Lowlands: aunque es la segunda región en extensión, actualmente solo alberga unas pocas destilerías, unas siete. Su característica principal es la suavidad y la mezcla de granos o whiskies. Situada al sur de Escocia y haciendo frontera con Inglaterra, históricamente se distingue por su la triple destilación, algo tradicional en el whisky irlandés, lo que permite una mayor suavidad. Esto se mantiene en Auchentoshan, probablemente la más famosa de la región, con un toque cítrico importante y muy personal. En general, esa suavidad propia de la zona han bautizado a su producción como `Lowland Ladies´, una ligereza con tonos florales que convierten a este whisky escocés en ideal para horas diurnas, incluido el aperitivo, o yendo más allá hasta el desayuno, no en vano se ha ganado el apelativo de `The Breakfast Matt´. Una región con destilerías como Glenkinchie, Daftmill, Girvan, Bladnoch, Linlithgow, Ailsa Bay o la mencionada Auchentoshan, con sabores elegantes, suaves, de miel, jengibre, canela, madreselva y cereales y que habitualmente se recomienda como camino de iniciación hacia el whisky escocés.

Islay: es el que más sabor ahumado tiene y por eso espanta a muchos, que creen estar bebiéndose un puro, encendido, por supuesto. Muy probablemente sean de aquí los whiskies con mayor carácter del mundo, con más sabor. Siempre hay un público para estos impactos, bebedores de cerveza, que cada vez buscan un toque más amargo de lúpulo, comedores de picante, siempre a la caza de un fuego más potente. Se podría pensar que a partir de un momento ya no distinguen, pero no es así. De hecho, ese afán termina convirtiéndose en una costumbre y de ahí que para muchos los destilados procedentes de Islay son la verdadera definición del whisky escocés. Sin embargo, de esta zona árida y azotada por los vientos fríos, también tiene otras variedades además de esta picante, ahumada y salina. En sus 8 destilerías, Laphroaig, Kilchoman, Lagavulin, Caol Ila, Bowmore, Ardbeg, Bunnahabhain y Bruichladdich, hay también espacio para sabores más ligeros, con evocaciones de linaza, musgo, pimienta, floral… No obstante, la característica principal de los whiskies de la región de Islay es la turba, con un matiz marítimo. Una bebida para marineros y hombres rudos.

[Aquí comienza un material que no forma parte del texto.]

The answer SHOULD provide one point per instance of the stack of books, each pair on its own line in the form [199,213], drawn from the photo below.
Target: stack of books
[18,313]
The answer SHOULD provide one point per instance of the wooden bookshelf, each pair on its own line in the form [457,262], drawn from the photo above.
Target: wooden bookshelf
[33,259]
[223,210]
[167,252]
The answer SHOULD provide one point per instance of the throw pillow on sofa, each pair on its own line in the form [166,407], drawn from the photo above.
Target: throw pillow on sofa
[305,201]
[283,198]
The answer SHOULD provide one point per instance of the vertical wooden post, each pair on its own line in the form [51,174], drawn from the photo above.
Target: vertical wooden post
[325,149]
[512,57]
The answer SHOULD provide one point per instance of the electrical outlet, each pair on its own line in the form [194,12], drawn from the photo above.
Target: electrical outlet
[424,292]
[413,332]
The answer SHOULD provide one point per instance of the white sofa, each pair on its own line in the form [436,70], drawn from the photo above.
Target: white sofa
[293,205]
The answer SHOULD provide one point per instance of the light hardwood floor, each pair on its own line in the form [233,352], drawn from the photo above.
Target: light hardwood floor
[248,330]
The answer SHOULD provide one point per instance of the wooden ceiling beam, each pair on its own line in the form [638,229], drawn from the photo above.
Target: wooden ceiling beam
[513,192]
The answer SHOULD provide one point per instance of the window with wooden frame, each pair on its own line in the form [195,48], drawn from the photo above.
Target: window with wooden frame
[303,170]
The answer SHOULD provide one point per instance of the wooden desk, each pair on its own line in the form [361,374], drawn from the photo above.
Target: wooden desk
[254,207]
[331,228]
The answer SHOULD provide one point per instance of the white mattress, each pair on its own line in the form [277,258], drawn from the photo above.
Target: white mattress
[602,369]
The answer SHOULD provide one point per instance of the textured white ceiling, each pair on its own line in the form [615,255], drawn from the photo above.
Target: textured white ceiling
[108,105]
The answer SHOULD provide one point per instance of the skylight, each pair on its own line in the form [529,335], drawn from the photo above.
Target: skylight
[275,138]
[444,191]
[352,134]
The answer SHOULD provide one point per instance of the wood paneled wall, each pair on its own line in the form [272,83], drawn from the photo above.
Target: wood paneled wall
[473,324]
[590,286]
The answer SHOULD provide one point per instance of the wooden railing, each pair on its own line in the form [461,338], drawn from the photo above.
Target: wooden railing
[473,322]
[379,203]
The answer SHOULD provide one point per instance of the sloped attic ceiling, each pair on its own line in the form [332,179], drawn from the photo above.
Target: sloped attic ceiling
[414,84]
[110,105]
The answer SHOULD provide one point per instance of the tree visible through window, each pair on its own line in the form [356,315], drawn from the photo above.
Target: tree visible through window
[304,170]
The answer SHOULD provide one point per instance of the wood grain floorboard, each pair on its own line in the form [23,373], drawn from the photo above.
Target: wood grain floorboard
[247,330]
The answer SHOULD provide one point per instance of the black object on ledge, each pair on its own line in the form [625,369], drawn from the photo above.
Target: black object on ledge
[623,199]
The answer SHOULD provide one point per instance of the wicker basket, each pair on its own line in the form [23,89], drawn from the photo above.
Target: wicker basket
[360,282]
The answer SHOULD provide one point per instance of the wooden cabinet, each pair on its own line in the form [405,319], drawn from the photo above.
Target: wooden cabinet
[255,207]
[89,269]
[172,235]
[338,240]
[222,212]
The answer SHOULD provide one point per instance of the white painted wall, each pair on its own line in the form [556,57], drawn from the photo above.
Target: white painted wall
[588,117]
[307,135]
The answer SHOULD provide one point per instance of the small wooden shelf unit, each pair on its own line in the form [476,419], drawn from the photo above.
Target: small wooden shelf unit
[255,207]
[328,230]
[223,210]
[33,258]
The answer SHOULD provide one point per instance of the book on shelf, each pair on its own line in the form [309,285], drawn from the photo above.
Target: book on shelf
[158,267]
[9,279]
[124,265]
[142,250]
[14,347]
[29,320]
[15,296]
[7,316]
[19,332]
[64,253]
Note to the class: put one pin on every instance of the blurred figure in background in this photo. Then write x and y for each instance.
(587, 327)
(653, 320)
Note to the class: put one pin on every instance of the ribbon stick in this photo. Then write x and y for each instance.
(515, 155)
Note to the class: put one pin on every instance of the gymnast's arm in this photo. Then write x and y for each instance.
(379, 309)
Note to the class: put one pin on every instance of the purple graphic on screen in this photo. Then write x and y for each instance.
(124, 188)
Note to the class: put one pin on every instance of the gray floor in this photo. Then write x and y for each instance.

Campbeltown: ubicada al sur de Escocia, en la península de Kintyre, la misma a la que cantaba Paul McCartney & Wings 1978 con la preciosa composición Mull of Kintyre, esta región vivió épocas mejores. Actualmente solo hay tres destilerías en funcionamiento: Glen Scotia, Glengyle y Springbank, de las más de treinta que llegó a tener en sus tiempos de gloria. Por esta misma razón se trata de la zona de whiskey más pequeña en cuanto a producción, lo que también complica mucho a la hora de darle una unidad en cuanto a sus características, ya que incluso una misma fábrica produce tres tipos diferentes de whiskies. Es el caso de Springbank, que va desde una modalidad más suave y afrutada a otra más seca y ahumada. Y las otras dos podrían estar en cualquier otra región. Glengyle produce un whisky de malta única muy similar al que sale de las Highland y la elaboración de Glen Scotia, más suave y con toques de hierba, podría encajar perfectamente entre los que vienen de Speyside. Una batalla de resistencia que solo el tiempo marcará su destino. De momento, su producción es duradera y, para entendidos o buscadores de matices, distintiva. En su degustación se puede encontrar matices de vainilla, tofe, sal, humo, fruta… El futuro dictará, de momento, para disfrutar.